Arizona's state budget is facing a shortfall of approximately $1.2 billion for the current year (2007-2008). The shortfall is likely to jump to $1.8 or $1.9 billion for 2008-2009.
These bleak projections are what Assistant County Manager John Nelson began working with as he developed the parameters Gila County will use to build its 2008-2009 budget.
"The state's shortfall has a trickle-down effect for the county and town budgets," Nelson said.
"Since the economy is down, the county is looking at shortfalls in revenues and what the state is going to pass on to us to balance its budget," said Tommie Martin, Gila County District One Supervisor.
"There are two basic things we find in doing the budget. When the economy goes down, demands for services go up. And an economy on a downturn, can't afford to fund government services. That's the struggle we're dealing with," Nelson said.
"We can't increase taxes, if anything, we need to decrease them," Martin said.
Martin said the county would not increase the tax rate on property -- at least the share of the rate that goes into the general fund.
"It's possible property owners may see an increase in their property taxes that go to the special districts," Martin said. Special districts include school, fire and water districts.
- Two factors make it possible for the county to drop taxes:
It has a $10 million rainy day fund with which it can level out its cash flow and cover shortfalls.

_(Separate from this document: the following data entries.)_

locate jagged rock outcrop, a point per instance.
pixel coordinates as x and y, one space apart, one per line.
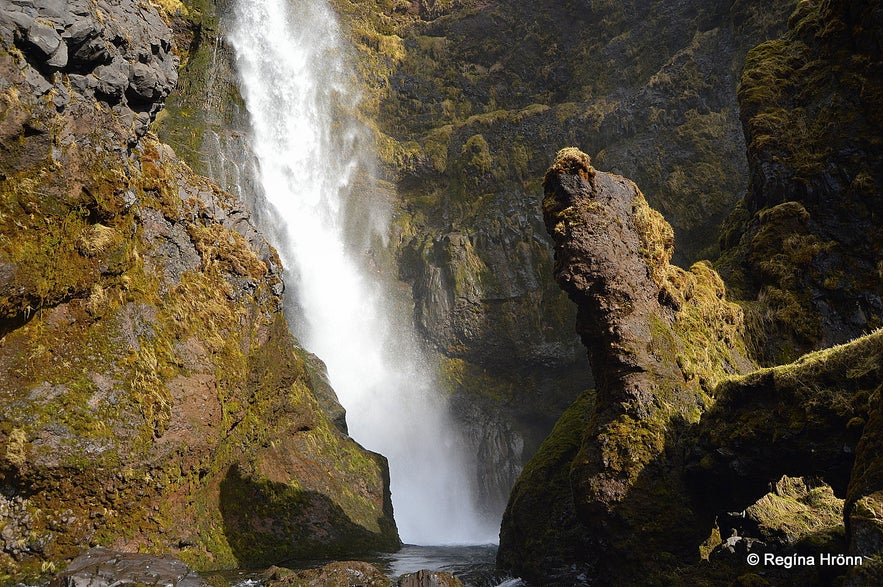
805 244
119 53
101 567
152 397
465 123
629 485
659 338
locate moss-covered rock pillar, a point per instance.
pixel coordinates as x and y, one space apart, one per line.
657 337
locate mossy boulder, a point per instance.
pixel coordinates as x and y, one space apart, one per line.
152 396
803 248
670 469
659 338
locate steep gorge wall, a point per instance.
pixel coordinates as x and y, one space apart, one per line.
803 249
471 99
805 245
152 396
465 122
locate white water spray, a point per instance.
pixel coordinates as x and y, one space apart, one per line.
297 87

- The increased property valuation, set by the market (what homes are selling for in a given area), will bring in the same revenue or more, even though the plan is to lower the county tax rate. Right now the rate is $4.11 on every $100 of assessed valuation. The county plans to bring the rate down to $3.75 per $100 of assessed valuation.
Nelson has projected the county will have a $10,750,000 general fund budget for 2008-2009. Using this as the guideline, it is not expected the county will have to decrease any services or institute a hiring freeze, he said.
There may be some departments where services are increased. These will probably be the sheriff and court departments and indigent care. Nelson said raises are also part of his projected budget, one for 2.5 percent across the board in July and another for 2.5 percent for length of service in January.